Our study has several limitations. First, it is a retrospective cohort study relying on clinical data extracted from the electronic health record, allowing for the possibility of misclassification bias from inaccurate documentation. Second, we encountered variability in the timing of electrolyte measurements relative to diuretic exposures. To mitigate bias, we included the timing of electrolyte measurement and the cumulative number of diuretic administrations received in our multivariable modeling and reported the independent effect of this expected variation in clinical practice on the observed electrolyte levels. Heterogeneity in blood sampling method (i.e. capillary vs free-flowing venous sample vs arterial sample) may also affect the reported electrolyte values. While our cohort of 94 infants is the largest cohort study evaluating serum electrolyte derangements after diuretic exposures in preterm infants with high grade BPD, our findings reflect a single center experience, and may not generalize to alternative diuretic dosing strategies. Lastly, our comparison was limited to 20 novel chlorothiazide exposures, raising the possibility of a type 2 error. To explore this limitation, we considered power calculations using a traditional approach for two independent means, assuming an alpha of 0.05 with our observed sample size and variances. We considered a change of 4 mmol/L for sodium, 1 mmol/L for potassium, and 5 mmol/L for chloride as minimally important clinical differences. Based on the subjects and data we obtained, the estimated power to detect these differences were 99% for sodium, 98% for potassium, and 99% for chloride. Although these power estimates do not reflect the full complexity of our data structure and multivariable model, they provide pragmatic reassuring estimates that our sample was adequate to detect clinically relevant difference in electrolyte changes.

Our findings contribute data to the understudied area of diuretic therapy in preterm infants with BPD. In keeping with results from our previous study, we found that chlorothiazide is not associated with less electrolyte loss compared to furosemide, challenging the assumption that it is a “gentler” diuretic in this context.
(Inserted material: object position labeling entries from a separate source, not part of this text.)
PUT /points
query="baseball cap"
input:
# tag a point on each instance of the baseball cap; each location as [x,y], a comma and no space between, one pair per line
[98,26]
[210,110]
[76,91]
Clinicians may exercise caution when considering the preferential use of thiazide diuretics if the goal is to exert a diuretic effect while lessening the impact of sodium, potassium, and chloride loss. Future studies should investigate differences in additional side effects associated with diuretic administration including calcium losses and nephrolithiasis. This study highlights the need for future prospective studies that measure electrolyte levels in a standardized manner and randomize infants to furosemide vs chlorothiazide to properly compare treatment efficacy and safety in preterm infants with BPD.